Austin, Texas July 19, 2016
In a victory for the State of Texas, the U.S. Court of Appeals for the Fifth Circuit blocked the Environmental Protection Agency’s (EPA) “Regional Haze” plan, which would have imposed $2 billion in costs without achieving any visibility changes in the time period included in the Federal Implementation Plan.
Under the Federal Implementation Plan, power plants would be required to install costly, unnecessary upgrades to their generators to become compliant with the rule. Texas and other industry petitioners filed suit in the Fifth Circuit in February to challenge the validity of this rule. Texas filed a motion to stay any enforcement of the rule, while the EPA filed a motion to dismiss the case or transfer it to the U.S. Court of Appeals for the D.C. Circuit.
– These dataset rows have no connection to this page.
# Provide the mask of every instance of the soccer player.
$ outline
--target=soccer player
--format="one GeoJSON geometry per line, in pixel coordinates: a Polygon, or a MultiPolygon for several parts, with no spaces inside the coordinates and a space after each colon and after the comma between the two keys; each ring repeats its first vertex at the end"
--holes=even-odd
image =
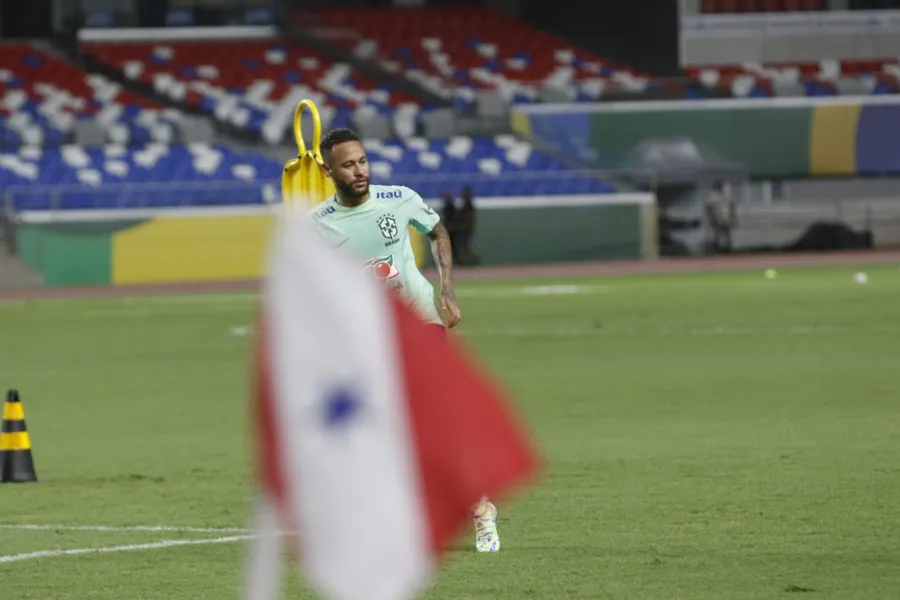
{"type": "MultiPolygon", "coordinates": [[[[366,150],[353,131],[335,129],[322,139],[320,147],[336,193],[311,212],[318,230],[334,245],[358,255],[367,272],[396,290],[422,320],[446,335],[434,288],[419,271],[409,239],[412,225],[431,240],[441,280],[438,304],[447,314],[446,327],[456,327],[461,312],[453,290],[450,236],[438,214],[408,187],[369,185],[366,150]]],[[[472,519],[475,549],[499,550],[497,507],[482,498],[472,519]]]]}

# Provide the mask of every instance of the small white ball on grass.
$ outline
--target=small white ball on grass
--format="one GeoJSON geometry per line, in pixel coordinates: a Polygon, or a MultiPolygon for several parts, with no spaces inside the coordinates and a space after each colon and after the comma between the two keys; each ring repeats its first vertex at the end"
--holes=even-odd
{"type": "Polygon", "coordinates": [[[855,281],[856,283],[858,283],[860,285],[863,285],[863,284],[869,283],[869,276],[866,275],[865,273],[857,273],[856,275],[853,276],[853,281],[855,281]]]}
{"type": "Polygon", "coordinates": [[[763,275],[765,275],[766,279],[775,279],[775,277],[778,275],[778,272],[775,269],[766,269],[763,275]]]}

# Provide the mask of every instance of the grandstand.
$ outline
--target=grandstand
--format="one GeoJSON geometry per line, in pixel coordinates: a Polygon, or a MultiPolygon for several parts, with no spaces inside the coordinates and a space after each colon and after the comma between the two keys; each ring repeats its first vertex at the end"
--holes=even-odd
{"type": "Polygon", "coordinates": [[[707,88],[736,97],[797,97],[896,94],[900,91],[900,63],[822,60],[798,63],[745,63],[686,69],[707,88]]]}
{"type": "MultiPolygon", "coordinates": [[[[374,180],[402,181],[426,198],[464,184],[480,197],[613,191],[511,136],[372,140],[367,148],[374,180]]],[[[226,144],[23,147],[0,154],[0,187],[13,210],[265,204],[278,199],[282,166],[226,144]]]]}
{"type": "Polygon", "coordinates": [[[822,10],[823,0],[703,0],[704,13],[773,13],[822,10]]]}
{"type": "MultiPolygon", "coordinates": [[[[243,4],[232,4],[213,20],[239,17],[243,4]]],[[[691,19],[715,25],[716,19],[769,23],[828,14],[819,12],[827,3],[812,0],[682,4],[682,27],[691,19]]],[[[282,165],[295,153],[293,112],[304,98],[319,105],[326,127],[361,133],[373,181],[402,182],[430,200],[466,185],[484,199],[564,199],[612,198],[647,184],[634,177],[628,149],[602,163],[585,158],[612,143],[597,138],[607,121],[523,121],[517,107],[553,111],[571,104],[590,112],[608,99],[659,94],[702,102],[900,90],[896,55],[734,62],[726,53],[701,60],[701,52],[685,58],[682,76],[672,79],[485,6],[325,6],[289,11],[273,25],[260,16],[265,5],[247,4],[242,25],[204,27],[203,15],[211,13],[177,2],[169,22],[181,26],[125,29],[120,26],[134,24],[133,15],[104,8],[86,14],[82,22],[93,26],[70,31],[68,41],[4,42],[0,189],[7,213],[278,203],[282,165]]],[[[579,113],[566,108],[563,114],[579,113]]],[[[816,123],[797,125],[797,139],[807,130],[833,129],[816,123]]],[[[667,135],[691,130],[662,125],[655,127],[667,135]]],[[[726,158],[736,147],[727,137],[718,145],[715,135],[702,139],[726,158]]],[[[795,163],[806,160],[796,156],[795,163]]],[[[815,164],[808,174],[850,172],[809,160],[815,164]]]]}
{"type": "Polygon", "coordinates": [[[96,119],[114,143],[169,141],[176,111],[27,43],[0,52],[0,147],[58,146],[96,119]]]}
{"type": "Polygon", "coordinates": [[[330,10],[356,32],[359,53],[376,56],[431,91],[471,106],[479,90],[508,102],[535,102],[542,89],[596,101],[606,87],[647,88],[649,77],[485,7],[330,10]]]}
{"type": "Polygon", "coordinates": [[[353,124],[355,109],[389,112],[415,103],[349,65],[283,38],[164,42],[86,42],[82,51],[216,119],[253,133],[283,135],[300,100],[316,98],[333,127],[353,124]]]}
{"type": "Polygon", "coordinates": [[[890,20],[890,12],[878,12],[897,8],[893,0],[690,0],[684,4],[685,74],[706,89],[737,97],[900,91],[897,48],[880,39],[895,37],[889,27],[879,26],[890,20]],[[832,11],[832,5],[846,12],[832,11]],[[867,22],[875,24],[868,31],[867,22]]]}
{"type": "MultiPolygon", "coordinates": [[[[8,44],[0,59],[0,93],[8,116],[0,186],[10,208],[271,202],[282,160],[253,148],[237,150],[227,136],[192,139],[189,115],[206,115],[257,140],[286,142],[294,108],[307,97],[322,106],[331,127],[354,126],[360,110],[392,116],[391,111],[403,108],[412,107],[414,115],[429,108],[268,30],[251,39],[212,35],[205,41],[153,41],[152,33],[149,40],[86,41],[80,46],[83,56],[68,58],[39,45],[8,44]],[[89,72],[79,66],[85,64],[82,58],[122,77],[89,72]],[[94,125],[99,137],[85,135],[80,124],[94,125]],[[185,194],[177,185],[141,189],[156,183],[229,181],[241,184],[240,191],[204,196],[196,190],[185,194]],[[251,182],[260,185],[243,185],[251,182]],[[79,191],[79,185],[95,191],[79,191]],[[68,186],[68,191],[53,186],[68,186]]],[[[560,159],[508,134],[437,140],[392,136],[367,146],[376,180],[403,178],[429,198],[464,184],[484,197],[613,191],[610,184],[573,173],[560,159]]]]}

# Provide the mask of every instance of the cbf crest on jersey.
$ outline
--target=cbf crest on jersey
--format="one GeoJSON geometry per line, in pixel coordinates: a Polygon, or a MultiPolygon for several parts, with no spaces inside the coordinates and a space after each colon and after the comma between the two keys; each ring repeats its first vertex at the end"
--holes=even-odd
{"type": "Polygon", "coordinates": [[[400,241],[400,228],[397,227],[397,219],[394,218],[394,215],[381,215],[378,218],[378,228],[381,230],[381,235],[387,240],[384,244],[385,246],[390,246],[400,241]]]}

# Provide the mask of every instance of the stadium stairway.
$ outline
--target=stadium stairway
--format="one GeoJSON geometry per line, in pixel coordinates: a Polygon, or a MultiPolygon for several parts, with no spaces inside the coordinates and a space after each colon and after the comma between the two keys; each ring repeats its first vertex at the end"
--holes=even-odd
{"type": "Polygon", "coordinates": [[[33,289],[43,285],[41,276],[28,268],[19,257],[6,248],[0,249],[0,291],[33,289]]]}
{"type": "Polygon", "coordinates": [[[6,237],[10,228],[0,226],[0,292],[43,286],[41,276],[32,271],[12,252],[12,240],[6,237]]]}

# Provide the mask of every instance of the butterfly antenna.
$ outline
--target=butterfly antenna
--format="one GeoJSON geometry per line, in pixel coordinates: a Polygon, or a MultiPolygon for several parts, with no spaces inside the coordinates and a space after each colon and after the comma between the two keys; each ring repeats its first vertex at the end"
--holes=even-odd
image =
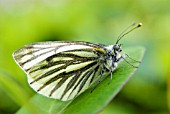
{"type": "Polygon", "coordinates": [[[127,27],[119,36],[118,36],[118,39],[117,39],[117,41],[116,41],[116,44],[118,44],[118,42],[126,35],[126,34],[128,34],[128,33],[130,33],[131,31],[133,31],[133,30],[135,30],[135,29],[137,29],[137,28],[139,28],[139,27],[141,27],[142,26],[142,23],[138,23],[138,25],[137,26],[135,26],[136,25],[136,23],[132,23],[129,27],[127,27]],[[135,26],[135,27],[134,27],[135,26]],[[131,27],[133,27],[133,28],[131,28],[131,27]],[[130,29],[131,28],[131,29],[130,29]],[[130,29],[130,30],[129,30],[130,29]]]}

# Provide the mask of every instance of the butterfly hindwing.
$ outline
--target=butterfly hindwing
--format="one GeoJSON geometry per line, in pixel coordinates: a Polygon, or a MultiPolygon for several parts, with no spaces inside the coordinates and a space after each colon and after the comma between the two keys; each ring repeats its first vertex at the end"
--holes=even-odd
{"type": "Polygon", "coordinates": [[[44,42],[26,45],[13,57],[38,93],[63,101],[73,99],[99,74],[103,45],[88,42],[44,42]]]}

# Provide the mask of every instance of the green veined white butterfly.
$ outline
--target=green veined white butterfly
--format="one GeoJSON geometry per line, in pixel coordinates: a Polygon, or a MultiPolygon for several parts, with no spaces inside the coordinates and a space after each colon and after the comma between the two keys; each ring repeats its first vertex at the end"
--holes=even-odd
{"type": "Polygon", "coordinates": [[[114,45],[79,41],[39,42],[18,49],[13,58],[25,71],[36,92],[62,101],[71,100],[95,81],[99,84],[103,73],[110,73],[112,79],[112,72],[122,59],[130,64],[125,59],[129,56],[120,54],[122,48],[118,43],[124,35],[141,25],[124,31],[114,45]]]}

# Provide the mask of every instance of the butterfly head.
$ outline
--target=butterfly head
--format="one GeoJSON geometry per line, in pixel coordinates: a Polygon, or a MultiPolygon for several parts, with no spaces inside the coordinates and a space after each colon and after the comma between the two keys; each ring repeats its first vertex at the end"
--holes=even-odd
{"type": "Polygon", "coordinates": [[[122,51],[121,44],[113,45],[113,50],[114,50],[115,53],[120,53],[122,51]]]}

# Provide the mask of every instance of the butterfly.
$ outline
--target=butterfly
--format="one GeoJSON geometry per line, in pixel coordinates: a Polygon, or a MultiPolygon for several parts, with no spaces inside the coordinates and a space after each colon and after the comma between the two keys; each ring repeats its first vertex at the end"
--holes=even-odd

The Fifth Circuit granted the State’s stay motion while rejecting the EPA’s the motion to dismiss or transfer, explaining that the plan was likely unlawful, and the costs of compliance with the rule would increase rates for Texas consumers as well as endanger grid reliability if power plants were forced to close.
The court further explained that Texas has “demonstrated a strong likelihood of success in establishing that the EPA acted arbitrarily, capriciously, and in excess of its statutory authority when it disapproved the Texas and Oklahoma implementation plans and imposed a federal implementation plan.”